‘Russsian aggression’ does not seem to abate. New sanctions in spite of an agreement


Within a day after the announcement of a ceasefire between those in power in Kiev and the rebels in the east of Ukraine, the EU has made public new sanctions againsdt Russia. Apparently tension should not be allowed to decrease, not for a moment. There are already far too many critical voices questioning NATO’s role, we must keep the fear of ‘Putin’ alive!
Thus Seumas Milne in The Guardian (a newspaper that one should not miss for a day—at least, when Labour is in opposition) writes that NATO does not protect peace, but threatens it. But writing such things is not what we need!
(The picture shows Putin surveying his conquests since 1991).


Not to be outdone, our foreign secretary, Frans Timmermans, who was recently pronounced ‘a statesman’ and meanwhile has been named as an EU commissioner (we don’t yet know of what), also has ‘doubts’ concerning the agreement. A ‘statesman’ these days is one who toes the line, so no opinions of your own, better add your bit to the unrelenting war propaganda.

However, if things go well in Ukraine (and hence, ‘badly’ for NATO and the EU), we still have the Baltic states. Estonia, visited briefly by Obama prior to the NATO summit in Wales to declare the ‘unbreakable bonds’ etc., has rushed in to help with an incident that according to the Dutch daily, de Volkskrant, has thrown the small country with its one-third Russian-speaking minority (an inheritance of the Soviet past) ‘into a panic’.

The incident concerns an Estonian policeman in charge of cross-border crime between Russia and Estonia. According to initial reports, he was ‘kidnapped’ by Russians. His arrest was indeed confirmed by Russia, who claimed he was discovered on its territory in the possession of 5000 dollars and a firearm.

Both stories are possible, the one perhaps slightly more plausible than the other, but so be it. Luckily all doubt has been dispelled by the Estonian secretary of the interior, Ain Seppik, who spoke of ‘a targeted attack’.

He added that ‘in light of the current developments there is no reason to believe in coincidence’, and in fact referred, still according to the Dutch daily, to ‘the situation in Ukraine’. Well, that is just what I myself already suspected too.

Hardly has the ink of the Ukraine agreement dried, and the agreement holds (for the time being), or the Russians (‘Putin’) switch to a ‘targeted attack’ on Estonia. Of course this is part of a gigantic plan, because it is obviously in their interest that tensions keep rising, and that new sanctions are being imposed that lack any real grounds…?

Just recently Russia has announced new tax measures favouring the large oil and gas interests, but heralding difficult times for small and medium enterprise. 111 billionaires have divided the Soviet inheritance among themselves; Putin balances between these fellows and the 60 percent of voters, mainly elderly people and the hinterland, who elected him.

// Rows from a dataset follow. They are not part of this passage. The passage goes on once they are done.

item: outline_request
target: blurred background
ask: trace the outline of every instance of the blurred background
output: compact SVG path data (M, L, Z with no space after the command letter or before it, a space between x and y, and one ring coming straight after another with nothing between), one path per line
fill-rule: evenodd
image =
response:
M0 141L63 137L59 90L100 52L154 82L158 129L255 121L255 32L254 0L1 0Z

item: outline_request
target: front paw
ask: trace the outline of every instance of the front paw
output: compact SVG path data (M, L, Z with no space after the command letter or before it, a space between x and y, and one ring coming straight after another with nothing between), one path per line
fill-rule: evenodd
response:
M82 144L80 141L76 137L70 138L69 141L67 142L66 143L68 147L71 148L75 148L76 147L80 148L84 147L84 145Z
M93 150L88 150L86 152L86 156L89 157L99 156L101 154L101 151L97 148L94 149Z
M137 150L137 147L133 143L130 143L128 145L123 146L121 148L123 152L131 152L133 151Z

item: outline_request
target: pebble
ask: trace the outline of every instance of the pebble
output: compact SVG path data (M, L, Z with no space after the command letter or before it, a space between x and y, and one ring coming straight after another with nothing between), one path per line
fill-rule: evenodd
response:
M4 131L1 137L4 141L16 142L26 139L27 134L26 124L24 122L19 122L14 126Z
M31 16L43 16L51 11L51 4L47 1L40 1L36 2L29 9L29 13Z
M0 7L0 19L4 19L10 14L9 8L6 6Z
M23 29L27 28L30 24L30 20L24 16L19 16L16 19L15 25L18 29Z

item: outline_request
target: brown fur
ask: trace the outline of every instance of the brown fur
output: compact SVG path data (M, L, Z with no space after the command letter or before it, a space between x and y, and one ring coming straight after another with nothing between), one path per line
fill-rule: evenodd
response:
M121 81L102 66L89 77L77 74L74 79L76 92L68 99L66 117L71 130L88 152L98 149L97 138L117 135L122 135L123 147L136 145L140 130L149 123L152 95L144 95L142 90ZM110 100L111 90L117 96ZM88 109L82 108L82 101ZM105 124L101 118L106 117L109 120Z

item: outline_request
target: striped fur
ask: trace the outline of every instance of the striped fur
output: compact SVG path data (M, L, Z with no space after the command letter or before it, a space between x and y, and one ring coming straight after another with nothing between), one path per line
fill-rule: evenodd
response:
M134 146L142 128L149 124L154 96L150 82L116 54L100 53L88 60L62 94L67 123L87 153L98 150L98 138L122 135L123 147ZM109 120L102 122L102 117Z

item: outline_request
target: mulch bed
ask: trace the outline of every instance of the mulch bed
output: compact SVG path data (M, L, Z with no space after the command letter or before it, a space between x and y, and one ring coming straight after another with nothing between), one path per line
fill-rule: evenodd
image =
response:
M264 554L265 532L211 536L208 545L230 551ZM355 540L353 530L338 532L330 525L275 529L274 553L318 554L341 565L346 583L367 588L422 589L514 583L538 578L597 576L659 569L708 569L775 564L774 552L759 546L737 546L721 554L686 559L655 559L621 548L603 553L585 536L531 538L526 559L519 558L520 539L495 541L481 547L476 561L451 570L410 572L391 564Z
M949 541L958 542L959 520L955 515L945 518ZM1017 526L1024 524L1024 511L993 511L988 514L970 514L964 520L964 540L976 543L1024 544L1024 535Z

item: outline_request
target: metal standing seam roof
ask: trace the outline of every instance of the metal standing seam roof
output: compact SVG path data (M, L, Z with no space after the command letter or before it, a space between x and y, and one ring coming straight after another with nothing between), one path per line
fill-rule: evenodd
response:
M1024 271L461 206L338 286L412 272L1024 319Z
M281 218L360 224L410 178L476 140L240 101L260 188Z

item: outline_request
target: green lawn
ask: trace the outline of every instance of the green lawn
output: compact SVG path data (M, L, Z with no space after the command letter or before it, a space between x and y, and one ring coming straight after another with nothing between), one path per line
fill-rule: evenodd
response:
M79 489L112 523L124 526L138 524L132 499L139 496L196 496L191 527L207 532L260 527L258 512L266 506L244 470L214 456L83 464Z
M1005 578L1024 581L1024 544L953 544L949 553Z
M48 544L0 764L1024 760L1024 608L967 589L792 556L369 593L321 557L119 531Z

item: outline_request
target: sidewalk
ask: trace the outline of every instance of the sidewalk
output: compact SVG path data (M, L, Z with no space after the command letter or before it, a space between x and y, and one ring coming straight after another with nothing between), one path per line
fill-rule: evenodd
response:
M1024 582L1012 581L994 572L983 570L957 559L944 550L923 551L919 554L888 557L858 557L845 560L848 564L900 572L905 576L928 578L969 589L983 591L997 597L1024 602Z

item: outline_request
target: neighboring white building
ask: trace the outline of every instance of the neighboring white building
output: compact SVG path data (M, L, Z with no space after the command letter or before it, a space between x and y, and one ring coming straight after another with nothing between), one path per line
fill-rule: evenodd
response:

In Le Monde Diplomatique of August last we can read how he supports the privatisation of state energy companies, even though the prospective owners have shown scant interest in keeping city heating systems going—another inheritance of the Soviet era and one in dire need of investment. So Putin (the real one) calls in the minister of energy and warns him, in front of the TV camera, that city heating must be kept going and should not come with tariff hikes. But calling off privatisation, no way—tax advantages!

The absurdity of the current world situation is that all around, countries that have never been exposed to wild-west capitalism, have converted to neoliberalism as propagated by the West. Russia under Yeltsin put everything up for a big sale, Assad privatised the telephone sector (whilst ensuring that the juiciest bits remain for his own family), and so on. Next, when social tensions arise and the leaders of such countries attempt to negotiate the different interests and keep themselves in the saddle by authoritarian policies (the new rich on the one hand, and the mass of the population on the other), we proclaim them (one after another) as the new great danger to world peace. Yet after Afghanistan, Iraq, and Libya, we might begin to conclude that ‘our’ efforts to actually topple them, has not helped the countries in question (I intentionally express myself with care).

‘Putin’ thus was, first, the brute who incarcerated three innocent girls who merely sang a protest song against the president on the altar of an Orthodox church; next, he promulgated a law against advocacy of sex with minors, so against homosexuals—and hence, ‘statesmen’ from the West hurried to boycott Sochi. Next again, Ukraine (‘invasion’), ‘shooting down an airplane’ (I don’t know what will emerge from the investigation next week, although we have been told it will not identify the perpetrators—and yet I bet that the majority of the Dutch population knows it was ‘Putin’). And finally, the latest in the series, again of unprecedented brutality of course, a ‘targeted attack’ on Estonia! Will it never end?